Dangote opposition to 30 per cent interest rate proves me right – Peter Obi

Former Labour Party (LP) presidential candidate, Mr. Peter Obi, has stated that Aliko Dangote’s recent criticism of the current 30 percent interest rate highlights his previous concerns about the detrimental effects of the Federal Government’s monetary policy.

Obi had opposed the Monetary Policy Committee’s decision to raise the Monetary Policy Rate (MPR) and the Cash Reserve Ratio (CRR) to 22.5% and 45%, respectively. He argued that these increases would exacerbate the economic situation, pushing loan interest rates above 30%, thus making it very difficult for manufacturers and MSMEs to borrow and repay.

In a statement on Thursday via his X handle, Obi noted that Aliko Dangote, Africa’s leading entrepreneur and respected Nigerian businessman, emphasized that no jobs would be created with such a high interest rate, aligning with Obi’s longstanding position.

The former Anambra State governor stressed the urgent need to reverse this detrimental trend, which is causing further job losses, discouraging production, and hindering Nigeria’s shift from consumption to production.

Obi said: “Aliko Dangote’s recent outcry against the 30% interest rate underscores my earlier warnings about the negative impacts of the current monetary policy.

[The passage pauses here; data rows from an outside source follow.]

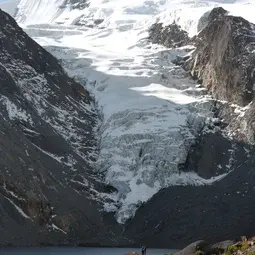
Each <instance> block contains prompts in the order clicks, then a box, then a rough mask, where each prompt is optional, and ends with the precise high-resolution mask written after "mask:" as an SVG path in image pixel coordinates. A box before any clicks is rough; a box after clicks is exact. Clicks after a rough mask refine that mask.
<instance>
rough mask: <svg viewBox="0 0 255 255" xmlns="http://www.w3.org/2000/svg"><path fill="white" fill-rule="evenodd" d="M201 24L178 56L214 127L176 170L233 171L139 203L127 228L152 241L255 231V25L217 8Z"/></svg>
mask: <svg viewBox="0 0 255 255" xmlns="http://www.w3.org/2000/svg"><path fill="white" fill-rule="evenodd" d="M202 27H203V29H202V31H201V32H200V33H199V34H198V36H196V37H194V38H191V39H190V43H192V44H193V47H195V48H194V50H193V52H190V53H189V55H188V56H187V57H184V58H178V61H176V62H178V63H180V64H181V65H182V66H183V67H184V68H185V69H186V70H187V71H188V72H190V74H191V76H192V77H193V78H194V79H196V80H197V81H198V82H199V83H201V84H202V86H204V87H206V88H207V90H208V92H209V93H211V95H212V97H213V98H214V100H215V108H214V112H215V117H217V118H219V119H220V122H218V123H217V126H218V127H219V129H217V132H215V130H210V129H209V130H208V129H204V130H202V131H201V133H200V134H199V135H198V137H197V142H196V144H195V145H192V146H191V147H190V151H189V155H188V157H187V160H186V163H185V164H184V165H182V166H181V170H182V171H191V170H193V171H196V172H197V173H198V174H199V175H200V176H203V177H204V178H209V177H211V176H213V175H215V174H217V173H220V172H221V171H222V169H226V168H230V169H231V170H230V172H231V173H229V174H228V176H226V177H225V178H223V179H222V180H220V181H218V182H217V183H214V184H213V185H208V186H200V187H194V186H186V187H181V186H180V187H169V188H167V189H164V190H162V191H160V192H159V193H158V194H156V195H155V196H154V197H153V198H152V199H151V200H150V201H149V202H148V203H147V204H144V205H143V206H142V207H141V208H140V209H139V210H138V211H137V213H136V215H135V218H134V219H133V220H132V221H130V222H129V223H128V224H127V227H126V234H127V235H130V236H133V237H134V238H135V239H136V240H138V241H139V242H142V243H149V244H150V245H152V246H156V245H159V246H162V247H163V246H165V247H167V246H168V247H183V246H184V245H187V244H189V243H190V242H193V241H196V240H199V239H206V240H208V241H210V242H217V241H221V240H224V239H232V238H237V237H239V236H240V235H243V234H247V235H254V233H255V225H254V223H253V221H252V218H253V215H254V212H255V211H254V206H253V197H254V195H255V194H254V188H253V186H254V176H255V175H254V174H255V169H254V160H255V158H254V146H253V144H254V96H253V83H254V78H253V70H254V67H255V62H254V45H255V37H254V25H253V24H251V23H249V22H248V21H246V20H244V19H243V18H240V17H234V16H228V15H227V12H226V11H225V10H224V9H222V8H215V9H213V10H212V11H211V12H210V13H207V15H206V17H204V20H203V26H202ZM161 31H163V30H162V29H161ZM157 34H160V31H158V32H157ZM158 43H162V42H161V41H158ZM171 47H172V46H171ZM231 155H232V156H231ZM152 208H153V209H152Z"/></svg>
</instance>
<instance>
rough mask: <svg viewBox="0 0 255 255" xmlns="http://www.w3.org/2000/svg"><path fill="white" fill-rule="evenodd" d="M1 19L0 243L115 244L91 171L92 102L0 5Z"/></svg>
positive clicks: (12, 244) (90, 244)
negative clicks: (3, 9)
mask: <svg viewBox="0 0 255 255" xmlns="http://www.w3.org/2000/svg"><path fill="white" fill-rule="evenodd" d="M0 21H1V27H0V162H1V163H0V232H1V237H0V245H7V244H11V245H39V244H54V245H56V244H69V243H72V244H78V243H82V244H84V245H92V244H98V245H109V244H113V243H115V242H116V241H117V240H116V238H115V236H114V234H112V230H111V229H110V227H116V229H115V230H116V232H117V231H118V227H117V226H115V225H114V221H113V220H111V216H107V218H104V215H103V213H102V212H101V211H100V210H101V209H102V204H103V200H104V199H103V197H105V198H107V193H106V188H105V187H104V185H103V184H101V183H100V181H99V180H98V179H97V178H96V176H95V175H94V174H93V171H92V170H93V169H92V167H93V162H94V160H95V158H96V155H97V139H96V134H95V130H96V127H97V121H98V117H97V113H96V110H95V109H94V106H93V99H92V98H91V97H90V95H89V94H88V92H87V91H86V90H85V89H84V88H83V87H82V86H81V85H80V84H78V83H76V82H75V81H74V80H72V79H70V78H69V77H68V76H67V75H66V73H65V72H64V70H63V69H62V67H61V66H60V64H59V63H58V61H57V60H56V59H55V58H54V57H53V56H52V55H51V54H49V53H48V52H47V51H46V50H44V49H43V48H42V47H40V46H39V45H38V44H37V43H35V42H34V41H33V40H32V39H31V38H29V37H28V36H27V34H26V33H24V32H23V30H22V29H21V28H20V27H18V25H17V23H16V22H15V21H14V19H13V18H11V17H10V16H9V15H7V14H6V13H4V12H2V11H1V10H0ZM106 222H107V223H106ZM109 222H111V224H110V223H109ZM99 229H100V231H99Z"/></svg>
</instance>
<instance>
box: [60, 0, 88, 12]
mask: <svg viewBox="0 0 255 255" xmlns="http://www.w3.org/2000/svg"><path fill="white" fill-rule="evenodd" d="M67 5H70V6H71V7H72V8H73V9H79V10H82V9H84V8H86V7H88V6H89V2H88V1H87V0H65V2H64V3H63V4H62V6H61V7H62V8H65V7H66V6H67Z"/></svg>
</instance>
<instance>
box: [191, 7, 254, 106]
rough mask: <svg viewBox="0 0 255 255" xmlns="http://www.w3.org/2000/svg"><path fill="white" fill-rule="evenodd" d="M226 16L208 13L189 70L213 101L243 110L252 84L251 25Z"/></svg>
mask: <svg viewBox="0 0 255 255" xmlns="http://www.w3.org/2000/svg"><path fill="white" fill-rule="evenodd" d="M225 14H226V11H225V10H224V9H222V8H215V9H213V10H212V11H211V12H210V14H209V17H208V24H207V25H206V27H205V28H204V29H203V30H202V31H201V32H200V33H199V35H198V36H197V37H196V50H195V51H194V53H193V54H192V60H191V61H190V62H189V69H190V72H191V75H192V76H193V77H195V78H196V79H198V80H200V81H201V82H202V84H203V86H205V87H206V88H207V89H208V90H209V91H210V92H211V94H212V95H213V96H214V97H215V98H216V99H220V100H227V101H229V102H231V103H234V104H238V105H240V106H245V105H247V104H249V103H250V102H251V101H252V99H253V84H254V82H255V77H254V75H253V72H254V68H255V53H254V47H255V46H254V43H255V34H254V25H253V24H251V23H249V22H248V21H247V20H245V19H243V18H241V17H235V16H228V15H225Z"/></svg>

Dangote’s assertion that such high interest rates stifle job creation and economic growth echoes my consistent stance.

“In February, I opposed the Monetary Policy Committee’s decision to increase the MPR to 22.5% and the CRR to 45%, as these hikes would push loan interest rates above 30%, making it very challenging for manufacturers and MSMEs to secure and repay loans.

“If Africa’s richest person and foremost industrialist is raising concerns, imagine the adverse effects on MSMEs, which are the engine of economic growth.

“A recent report from the Manufacturing Association of Nigeria (MAN) indicated that in 2023, 767 companies shut down and 335 became distressed. Capacity utilization in the sector declined to 56%; interest rates exceeded 30%; foreign exchange for raw materials and production machines was scarce; unsold finished products inventory rose to N350 billion; and real growth rate dropped to 2.4%.

“These harsh monetary and fiscal policies have slowed our economic growth, driven multinationals out of the country, stifled small businesses, and discouraged foreign direct investment.

“We must urgently reverse this harmful trend that is causing job losses, discouraging production, and hindering our transition from consumption to production. We need policies that promote growth and the emergence of a new Nigeria. A New Nigeria is Possible.”